Understanding the data you’re working with is crucial to really understanding the challenge you’re tackling. In this case, I was working with data that was extremely diverse; some were character models, some were vehicles, some didn’t have textures, some had an extremely high amount of vertices, etc. It wouldn’t make sense to hire an army of people to segment parts of the 3D models since doing this in 3D is way more complicated than just drawing lines, as well as the vast amount of variation in the segments would contribute to many different interpretations of what is a segment. Ideally, we’d like to train a machine learning model on this data and then be able to identify and segment parts of a given model, like a hand or a wheel.

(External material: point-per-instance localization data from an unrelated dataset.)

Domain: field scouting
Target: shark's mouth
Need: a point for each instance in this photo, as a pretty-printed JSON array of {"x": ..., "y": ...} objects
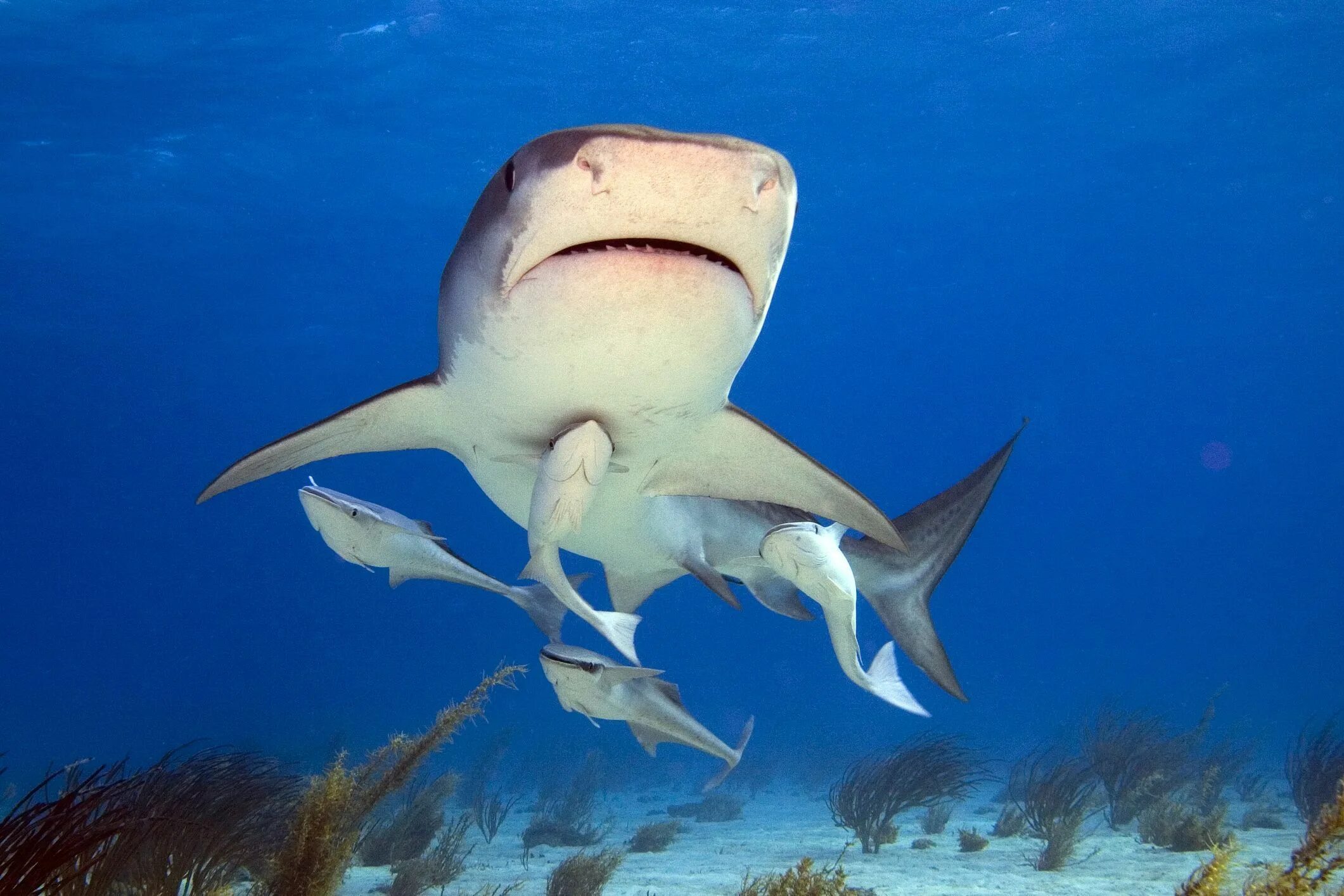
[{"x": 651, "y": 246}]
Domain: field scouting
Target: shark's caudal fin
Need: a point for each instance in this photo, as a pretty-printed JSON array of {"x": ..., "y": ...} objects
[
  {"x": 885, "y": 681},
  {"x": 542, "y": 606},
  {"x": 900, "y": 585},
  {"x": 736, "y": 456},
  {"x": 413, "y": 416},
  {"x": 737, "y": 757}
]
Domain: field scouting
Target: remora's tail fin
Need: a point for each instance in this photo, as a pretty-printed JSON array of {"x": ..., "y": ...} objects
[
  {"x": 885, "y": 681},
  {"x": 542, "y": 606},
  {"x": 617, "y": 628},
  {"x": 736, "y": 456},
  {"x": 900, "y": 585},
  {"x": 737, "y": 757},
  {"x": 412, "y": 416}
]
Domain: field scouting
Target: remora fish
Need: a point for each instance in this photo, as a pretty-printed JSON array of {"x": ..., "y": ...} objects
[
  {"x": 717, "y": 541},
  {"x": 808, "y": 555},
  {"x": 616, "y": 274},
  {"x": 568, "y": 473},
  {"x": 375, "y": 536},
  {"x": 601, "y": 688}
]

Around the time I became an intern at Hypothetic, Meta had recently released their Segment Anything Model (SAM), built to take any image and create segments automatically! This was a game changer! When given a point in the image, SAM would output a mask that overlaps that part of the image, highlighting the intended object or part. SAM was reasonably very good at this. We came up with the idea of using SAM to create these masks from images of a 3D model and project them back onto the model as a way of doing segmentation.

Test model

Untitled

Although the results were mostly good, the accuracy wasn’t high enough for a person to use without spending considerable time fixing the prediction. Occluded geometry was also an issue and would require a novel algorithm to capture every surface. We investigated using a fine-tuned, i.e. specialized, version of SAM called SAMHQ. It was meant to produce cleaner segments, and although the segments were better, the accuracy still was not good enough. The most likely issue is that SAM and SAMHQ are trained on datasets containing photographs and real images, whereas our data was all virtual 3D models. It’s too bad this approach didn’t work out since SAM has a really nice feature where it can output an image with all the non-overlapping segments composed on it. Ideally, we’d use this to solve the issue of human subjectivity and consistency, but the results weren’t of high enough quality to be usable.

The results of asking the model for all detectable segments in the image.

Unfortunately, the results were inconsistent and didn’t detect everything.

UV Maps to Treasure Island

The anatomy of a 3D model includes data for the vertices, how the vertices connect and form a face, how the faces connect to form a mesh, and finally a texture image to determine how the surface of the mesh is colored. Of course, this is a simplified breakdown, but it highlights the important parts I want to talk about. After a 3D artist has built their model’s mesh, they paint it. The faces of the model are colored in and need to be projected onto a 2D image to as part of the artist’s workflow. The projection is a manual process called “UV unwrapping” where the artist selects a collection of connected faces, flattens them out, and assigns this “island” a section on the 2D “texture” image. The result is a 2D image depicting many instances of what we call “UV islands”. We use these UV islands as segments of the 3D model! If you’re wondering what UV stands for , they just symbolize the horizontal and vertical axis respectively, like X and Y on a graph.

Texture image for a model

Faces projected back onto the image to create UV islands

Assigning a part of the mesh a UV coordinate essentially means to map part of the texture image to that part of the mesh. By identifying these UV islands in the texture image, we can assign each of them a unique color and then project them back onto the mesh to produce a segmented model!

Untitled

We now have data we can use to train our machine learning model! A treasure indeed!

Head in the Clouds

A machine learning model is trained by taking data as input and then producing output. Typically, this data needs to adhere to a standardized structure. Images are easy; crop and scale your image so that it fits a 256x256 image and then feed it to the model. For 3D models, we have to convert it to a point cloud. A point cloud represents the 3D model in the form of a collection of points in space.